= Barbara Plankensteiner =

Ethnologist and museum director

Barbara Plankensteiner (born 1963 in Bolzano, South Tyrol, Italy) is an Italian ethnologist and museum director. She was appointed scientific director of the Hamburg ethnological Museum am Rothenbaum in April 2017.
As spokesperson for the Benin Dialogue Group, she was commissioned in 2021 to coordinate the restitution of Benin Bronzes in German museums.

== Career ==
After studying ethnology and philosophy at the University of Vienna, Plankensteiner graduated with her PhD in 2002 from the Institute for Cultural and Social Anthropology, Institute of African Studies. From 1998 to 2015 she worked at the Weltmuseum Wien (until 2013 called Museum of Ethnology), most recently as deputy director and chief curator and head of the sub-Saharan Africa department. She cowrote African Lace: A History of Trade, Creativity and Fashion in Nigeria with Nath Mayo Adediran in 2010. From October 22, 2010 to February 14, 2011 the Museum of Ethnology showed the exhibition African Lace: A History of Trade, Creativity and Fashion in Nigeria some of which have been produced in Austria (Vorarlberg ) and Switzerland since the 1960s.

Plankensteiner was appointed Senior Curator at the Yale University Art Gallery in 2015. In April 2017, she took over from Wulf-Dietrich Köpke as scientific director of the Museum für Völkerkunde in Hamburg, which was renamed Museum am Rothenbaum – Cultures and Arts of the World (MARKK) in 2018.
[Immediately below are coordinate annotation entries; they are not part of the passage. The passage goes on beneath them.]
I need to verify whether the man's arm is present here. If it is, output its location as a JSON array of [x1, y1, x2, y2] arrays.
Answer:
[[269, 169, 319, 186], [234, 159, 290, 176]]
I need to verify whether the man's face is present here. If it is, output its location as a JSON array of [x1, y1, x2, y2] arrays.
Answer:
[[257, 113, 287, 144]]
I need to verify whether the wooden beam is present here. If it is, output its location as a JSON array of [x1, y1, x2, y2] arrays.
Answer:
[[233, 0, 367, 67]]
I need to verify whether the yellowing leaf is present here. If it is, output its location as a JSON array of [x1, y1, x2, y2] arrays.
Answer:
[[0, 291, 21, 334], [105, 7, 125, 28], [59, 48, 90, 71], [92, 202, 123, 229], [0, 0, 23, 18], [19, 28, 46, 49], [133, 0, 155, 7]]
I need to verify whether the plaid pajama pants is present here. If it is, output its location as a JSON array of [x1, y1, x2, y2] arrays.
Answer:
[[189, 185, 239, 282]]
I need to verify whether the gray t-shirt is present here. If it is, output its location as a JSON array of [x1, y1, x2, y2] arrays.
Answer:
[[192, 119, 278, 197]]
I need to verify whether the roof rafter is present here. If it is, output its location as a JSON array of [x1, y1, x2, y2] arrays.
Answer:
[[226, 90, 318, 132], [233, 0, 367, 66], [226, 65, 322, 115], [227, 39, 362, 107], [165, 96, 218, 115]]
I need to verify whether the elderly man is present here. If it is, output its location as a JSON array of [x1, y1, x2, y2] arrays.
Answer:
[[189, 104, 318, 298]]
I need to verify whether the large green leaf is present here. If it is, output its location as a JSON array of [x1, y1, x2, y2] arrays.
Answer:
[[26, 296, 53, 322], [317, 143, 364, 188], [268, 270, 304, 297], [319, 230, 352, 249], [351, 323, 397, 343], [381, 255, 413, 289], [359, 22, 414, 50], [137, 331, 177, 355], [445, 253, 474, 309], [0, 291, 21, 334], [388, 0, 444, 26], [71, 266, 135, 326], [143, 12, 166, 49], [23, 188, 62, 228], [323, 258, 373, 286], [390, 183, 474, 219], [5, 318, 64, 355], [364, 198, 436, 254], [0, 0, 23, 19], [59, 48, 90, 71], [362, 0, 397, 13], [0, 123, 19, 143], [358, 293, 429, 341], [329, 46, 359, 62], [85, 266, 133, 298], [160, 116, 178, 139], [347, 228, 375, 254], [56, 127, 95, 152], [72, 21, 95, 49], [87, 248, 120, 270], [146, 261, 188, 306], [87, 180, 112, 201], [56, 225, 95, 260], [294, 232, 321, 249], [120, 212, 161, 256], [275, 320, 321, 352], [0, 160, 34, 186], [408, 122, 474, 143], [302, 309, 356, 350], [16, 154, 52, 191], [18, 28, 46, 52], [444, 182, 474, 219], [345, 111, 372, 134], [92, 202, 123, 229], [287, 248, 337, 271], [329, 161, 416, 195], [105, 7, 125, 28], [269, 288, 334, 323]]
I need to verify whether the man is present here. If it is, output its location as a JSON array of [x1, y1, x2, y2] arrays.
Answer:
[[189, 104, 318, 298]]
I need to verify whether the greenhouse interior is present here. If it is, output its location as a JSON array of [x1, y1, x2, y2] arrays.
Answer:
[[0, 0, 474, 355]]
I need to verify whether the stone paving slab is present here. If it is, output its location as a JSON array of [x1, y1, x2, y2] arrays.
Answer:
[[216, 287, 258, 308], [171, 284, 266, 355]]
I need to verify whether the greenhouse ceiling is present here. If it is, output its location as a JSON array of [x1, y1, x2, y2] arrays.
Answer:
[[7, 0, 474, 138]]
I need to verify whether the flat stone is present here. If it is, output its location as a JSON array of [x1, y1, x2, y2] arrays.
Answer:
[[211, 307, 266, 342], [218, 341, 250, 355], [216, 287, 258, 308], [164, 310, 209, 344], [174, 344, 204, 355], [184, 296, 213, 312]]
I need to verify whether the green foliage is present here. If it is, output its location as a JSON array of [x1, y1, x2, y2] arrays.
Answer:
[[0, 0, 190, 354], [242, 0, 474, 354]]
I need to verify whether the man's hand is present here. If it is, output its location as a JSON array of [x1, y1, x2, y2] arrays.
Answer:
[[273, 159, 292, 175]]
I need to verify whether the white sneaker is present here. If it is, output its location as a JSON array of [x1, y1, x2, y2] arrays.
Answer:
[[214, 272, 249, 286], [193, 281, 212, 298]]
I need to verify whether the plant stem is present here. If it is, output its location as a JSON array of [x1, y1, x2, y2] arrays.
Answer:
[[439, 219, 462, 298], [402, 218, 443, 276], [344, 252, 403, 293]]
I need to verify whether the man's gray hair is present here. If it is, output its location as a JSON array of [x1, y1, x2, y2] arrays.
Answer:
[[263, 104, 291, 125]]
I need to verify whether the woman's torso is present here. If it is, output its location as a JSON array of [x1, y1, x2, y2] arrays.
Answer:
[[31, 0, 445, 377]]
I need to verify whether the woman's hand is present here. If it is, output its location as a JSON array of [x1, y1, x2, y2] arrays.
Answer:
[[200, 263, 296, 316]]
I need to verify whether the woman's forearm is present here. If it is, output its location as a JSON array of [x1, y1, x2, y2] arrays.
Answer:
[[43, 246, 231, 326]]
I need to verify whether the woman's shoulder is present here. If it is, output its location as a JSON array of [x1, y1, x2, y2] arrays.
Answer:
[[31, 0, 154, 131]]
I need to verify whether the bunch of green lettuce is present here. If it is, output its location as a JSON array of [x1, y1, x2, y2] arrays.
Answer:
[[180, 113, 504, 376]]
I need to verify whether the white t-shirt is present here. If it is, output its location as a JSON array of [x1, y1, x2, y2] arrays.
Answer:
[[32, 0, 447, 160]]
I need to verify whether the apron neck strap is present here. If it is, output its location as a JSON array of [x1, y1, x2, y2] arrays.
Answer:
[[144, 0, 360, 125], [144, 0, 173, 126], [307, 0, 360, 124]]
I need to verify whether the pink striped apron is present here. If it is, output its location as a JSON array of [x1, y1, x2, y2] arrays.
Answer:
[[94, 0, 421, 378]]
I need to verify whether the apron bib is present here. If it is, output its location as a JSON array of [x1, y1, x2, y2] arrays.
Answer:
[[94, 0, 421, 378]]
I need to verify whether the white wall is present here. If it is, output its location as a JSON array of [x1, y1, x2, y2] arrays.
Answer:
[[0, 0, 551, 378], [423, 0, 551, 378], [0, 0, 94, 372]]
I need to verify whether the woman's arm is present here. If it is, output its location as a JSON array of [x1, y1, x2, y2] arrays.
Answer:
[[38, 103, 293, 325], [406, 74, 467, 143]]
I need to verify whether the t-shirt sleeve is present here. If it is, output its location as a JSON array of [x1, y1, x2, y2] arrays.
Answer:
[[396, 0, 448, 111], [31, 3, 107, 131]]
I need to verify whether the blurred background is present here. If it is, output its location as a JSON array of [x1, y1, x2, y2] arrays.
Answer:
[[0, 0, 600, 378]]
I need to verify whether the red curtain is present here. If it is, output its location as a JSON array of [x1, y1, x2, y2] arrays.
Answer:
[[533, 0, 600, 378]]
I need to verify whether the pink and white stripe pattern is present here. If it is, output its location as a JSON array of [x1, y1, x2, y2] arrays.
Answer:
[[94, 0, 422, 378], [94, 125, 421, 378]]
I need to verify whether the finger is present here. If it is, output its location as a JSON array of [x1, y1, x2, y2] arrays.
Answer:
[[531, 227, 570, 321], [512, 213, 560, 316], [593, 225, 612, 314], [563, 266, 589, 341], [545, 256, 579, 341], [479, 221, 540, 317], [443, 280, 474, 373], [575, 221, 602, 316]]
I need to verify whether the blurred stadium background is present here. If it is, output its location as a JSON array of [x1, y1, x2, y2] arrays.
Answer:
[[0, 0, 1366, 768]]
In 2018, Plankensteiner co-founded and is also the spokesperson of Benin Dialogue Group, which advocates for the establishment of a museum in Benin City, Nigeria, to house the works of art from the former Kingdom of Benin that are now scattered around the world. Following the decision by German museum experts to return the Benin Bronzes in April 2021, Plankensteiner, together with the President of the Prussian Cultural Heritage Foundation, Hermann Parzinger, was commissioned to coordinate the actions of the 20 affected German museums.